A welfare state is a system where organized power is used to modify the play of market forces in three directions: by guaranteeing a minimum income irrespective of the market value of work or property, by narrowing the extent of insecurities, and by ensuring that all citizens will be offered the best standards in social services irrespective of their class or status (Briggs, 1961). The contemporary world witnessed three common welfare state regimes. These are:- liberal welfare states, conservative welfare states and, social democratic welfare states.
In this modern society of ours, the welfare state system is an increasingly popular institution. The idea of social protection came to focus in Western Europe around the 1900s but the modern welfare state as a term was developed from the 1950s to the 1970s. The welfare state system is closely related to industrialism and the market economy. Starting from the late 1980s, most of the welfare states have undergone significant changes in restructuring, and transformations. Social protection started including a wide range of social services and risks related to them. Most of all, it started providing protection to the population of every age range. Following the transition of the market economy, welfare states have started emerging in former communist and industrial countries. For example, China has been developing a welfare state system since the 1990s.

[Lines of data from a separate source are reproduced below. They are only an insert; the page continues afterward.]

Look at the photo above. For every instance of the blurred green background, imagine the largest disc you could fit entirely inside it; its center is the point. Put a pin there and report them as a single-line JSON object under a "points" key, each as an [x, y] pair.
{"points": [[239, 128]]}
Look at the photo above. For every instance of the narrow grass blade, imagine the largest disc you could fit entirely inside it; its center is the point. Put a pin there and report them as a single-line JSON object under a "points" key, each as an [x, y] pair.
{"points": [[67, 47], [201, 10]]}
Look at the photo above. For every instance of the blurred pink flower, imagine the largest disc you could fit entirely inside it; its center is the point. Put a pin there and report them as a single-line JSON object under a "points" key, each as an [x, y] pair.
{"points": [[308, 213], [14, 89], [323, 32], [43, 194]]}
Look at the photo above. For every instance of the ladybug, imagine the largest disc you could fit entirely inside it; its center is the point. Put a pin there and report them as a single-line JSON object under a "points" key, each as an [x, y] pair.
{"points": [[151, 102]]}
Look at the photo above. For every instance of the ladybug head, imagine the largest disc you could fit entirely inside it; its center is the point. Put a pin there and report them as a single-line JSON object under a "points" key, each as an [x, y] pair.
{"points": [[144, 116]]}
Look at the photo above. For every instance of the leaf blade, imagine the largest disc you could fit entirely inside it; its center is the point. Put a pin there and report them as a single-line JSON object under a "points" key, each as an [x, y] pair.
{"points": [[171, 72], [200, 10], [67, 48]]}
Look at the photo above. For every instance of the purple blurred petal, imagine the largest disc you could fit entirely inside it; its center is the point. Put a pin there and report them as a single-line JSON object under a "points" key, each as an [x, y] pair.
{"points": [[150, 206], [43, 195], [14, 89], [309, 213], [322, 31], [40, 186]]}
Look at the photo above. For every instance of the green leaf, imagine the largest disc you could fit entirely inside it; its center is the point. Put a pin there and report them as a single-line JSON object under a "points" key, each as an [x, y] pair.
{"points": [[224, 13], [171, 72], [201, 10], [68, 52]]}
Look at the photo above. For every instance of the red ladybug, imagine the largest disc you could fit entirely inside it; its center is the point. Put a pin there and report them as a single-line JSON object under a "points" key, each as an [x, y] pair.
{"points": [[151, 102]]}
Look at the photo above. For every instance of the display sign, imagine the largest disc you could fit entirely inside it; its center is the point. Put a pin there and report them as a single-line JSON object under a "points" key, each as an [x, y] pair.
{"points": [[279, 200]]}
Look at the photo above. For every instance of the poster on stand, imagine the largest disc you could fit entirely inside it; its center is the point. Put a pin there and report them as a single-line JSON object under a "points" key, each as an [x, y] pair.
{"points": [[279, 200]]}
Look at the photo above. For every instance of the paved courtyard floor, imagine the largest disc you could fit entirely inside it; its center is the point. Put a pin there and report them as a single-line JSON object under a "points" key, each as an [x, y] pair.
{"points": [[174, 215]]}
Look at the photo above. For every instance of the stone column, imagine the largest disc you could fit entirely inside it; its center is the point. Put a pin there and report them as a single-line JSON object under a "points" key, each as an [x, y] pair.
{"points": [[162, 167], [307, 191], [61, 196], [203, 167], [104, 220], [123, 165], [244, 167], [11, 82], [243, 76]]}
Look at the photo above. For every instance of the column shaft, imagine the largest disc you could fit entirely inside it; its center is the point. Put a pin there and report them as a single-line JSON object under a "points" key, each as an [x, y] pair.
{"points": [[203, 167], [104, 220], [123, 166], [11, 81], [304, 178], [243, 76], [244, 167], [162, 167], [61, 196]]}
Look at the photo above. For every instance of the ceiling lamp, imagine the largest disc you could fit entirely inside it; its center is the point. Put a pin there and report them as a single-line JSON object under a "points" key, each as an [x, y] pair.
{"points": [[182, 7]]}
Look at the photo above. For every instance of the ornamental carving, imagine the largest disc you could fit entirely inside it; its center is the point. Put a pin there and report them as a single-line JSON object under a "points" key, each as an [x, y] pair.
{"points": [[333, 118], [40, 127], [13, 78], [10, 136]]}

Although most of the explanations behind the development of welfare states are linked to industrialization, a market economy, and modernization, there are some other explanations as well. The welfare states are known to reduce insecurities arising from the capitalist and industrialist societies. This system combats inequalities and fulfills the needs of every citizen which is important for the maintenance of social cohesion. Another explanation advocates for the fact that welfare states products of:- interest conflicts, class struggle and, class alliance.
The social policies that are put in force by the welfare states have some specific principles related to social needs and equity. The resources of a welfare state must be distributed equally. Every group in the state should be given equal opportunities irrespective of their gender or ethnicity. The basic needs such as food and housing can not be limited. There must equal freedom and rights in the welfare state including civil rights, social rights and, political rights. The main objective of social policies is to ensure harmony and peace in societies. For this, social policies work closely with social development, social justice, social integration, social balance, and, social peace.
The idea of a welfare state may be noble but it is not free from several criticisms arriving from its own limitations. The social policies have not been completely successful in reducing poverty and unemployment rates. Social expenditures have started to increase followed by the tax on income and capital. Sometimes the opportunities pose an adverse impact on the family structure of the societies. The development of welfare states is rather slow because of the increased economic and financial pressures but it is possible to overcome these limitations by formulating new policies and strategies.
Briggs, A. (1961). The Welfare State in Historical Perspective, European Journal of Sociology,vol. 2 (2), pp. 221-258.